Convection heat transfer occurs when a fluid, such as a liquid or gas, carries heat away from a surface. In this problem, the nuclear fuel element's sides are cooled by a liquid at \(80^{\circ} \text{C}\) with a convection coefficient of \(8000 \text{ W/m}^2 \cdot \text{K}\). This coefficient reflects the efficiency of heat removal by convection.

To incorporate convection into our finite difference equations, the terms at the boundary nodes are adjusted to include the heat exchange with the surrounding liquid. This is crucial for accurately capturing how the solid material loses heat to the convection process. At the edges, the convection effect is added or subtracted from the nodal energy balance, ensuring that the model represents reality effectively.

Nodal Analysis

Nodal analysis is a technique used to simplify complex systems into a manageable set of equations. In the context of this heat transfer problem, it involves calculating the temperature at several discrete points, known as nodes, across the plane wall. Each node represents a specific position in the material where temperatures are computed.

The analysis typically sets up a system of linear equations correlating the nodes. Here, nodes are labeled \(T_1, T_2, T_3, ..., T_6\) across the wall. By solving these equations, either manually or with computational tools, you determine the temperature distribution within the material. This method is valuable for exploring how heat moves through complex geometries.

Thermal Conduction

Thermal conduction is the process by which heat energy is transferred within a material due to temperature differences. In this exercise, the nuclear fuel element wall has a thermal conductivity \(k = 57 \text{ W/m} \cdot \text{K}\), highlighting how easily heat moves through it. The heat conduction equation, \(\frac{k}{\Delta x^2}(T_{i+1} - 2T_i + T_{i-1})\), allows us to model this transfer numerically.

The material's ability to conduct heat directly affects how quickly thermal energy spreads throughout the object, and thus influences the nodal temperatures calculated using the finite difference approach. Incorporating conduction is essential for understanding the thermal behavior of nuclear materials, where precise temperature management is critical.

Volumetric Heat Generation

Volumetric heat generation refers to the production of heat within a material, as opposed to heat entering from its surfaces. In the case of the nuclear fuel element, this internal heat generation is uniform and is quantified as \(3 \times 10^7 \text{ W/m}^3\). This value represents the energy contributed by nuclear reactions within the fuel.

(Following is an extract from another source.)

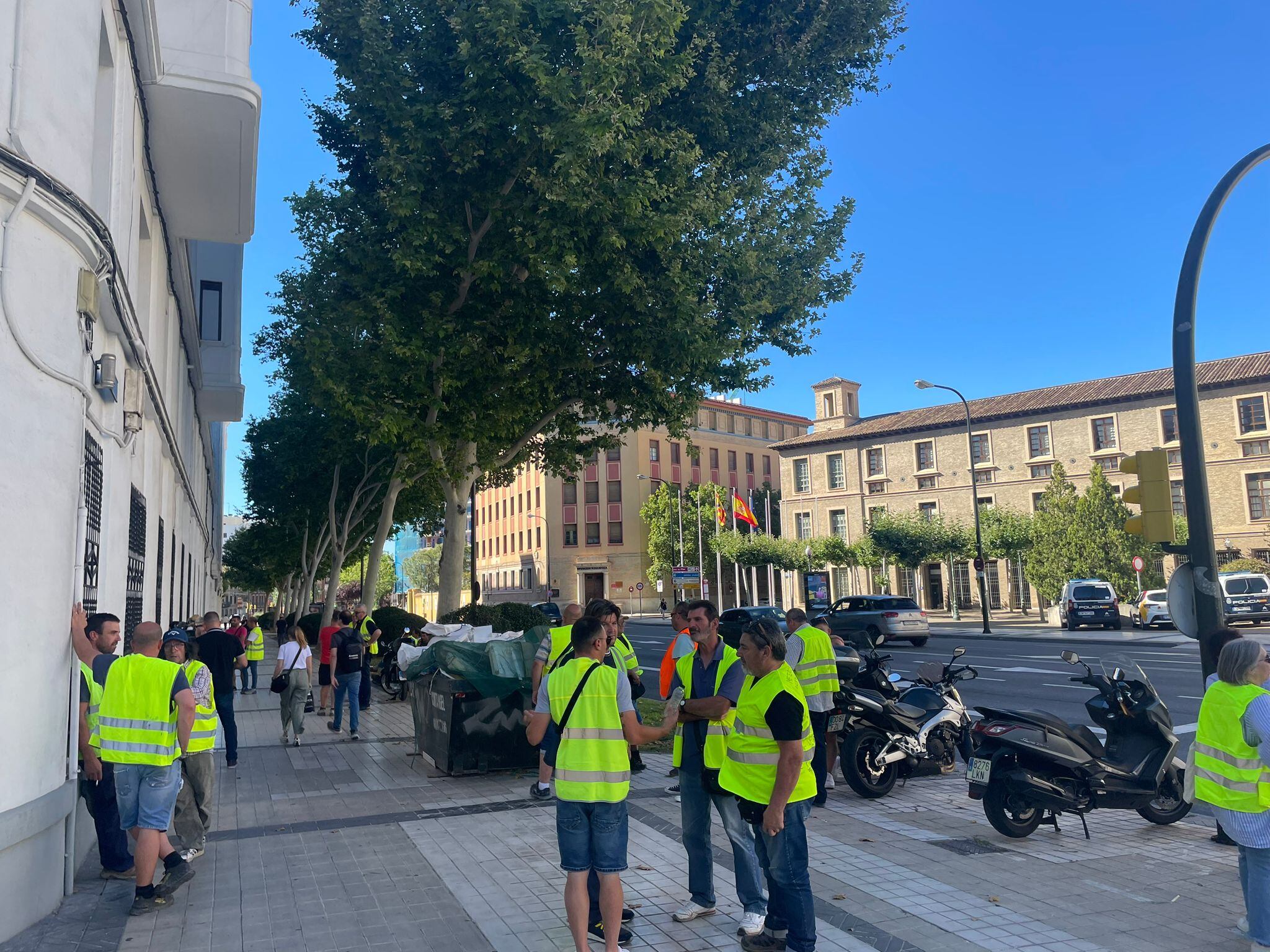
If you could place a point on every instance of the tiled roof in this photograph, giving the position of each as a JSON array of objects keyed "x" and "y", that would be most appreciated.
[{"x": 1066, "y": 397}]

In our finite difference model, this volumetric heat source term \(q''\) is included in the equations for each node, ensuring that the internal heating of the material is considered when calculating temperature distribution. Understanding how this generated heat impacts the equilibrium within the material is crucial for designing effective cooling systems and ensuring safety in nuclear applications.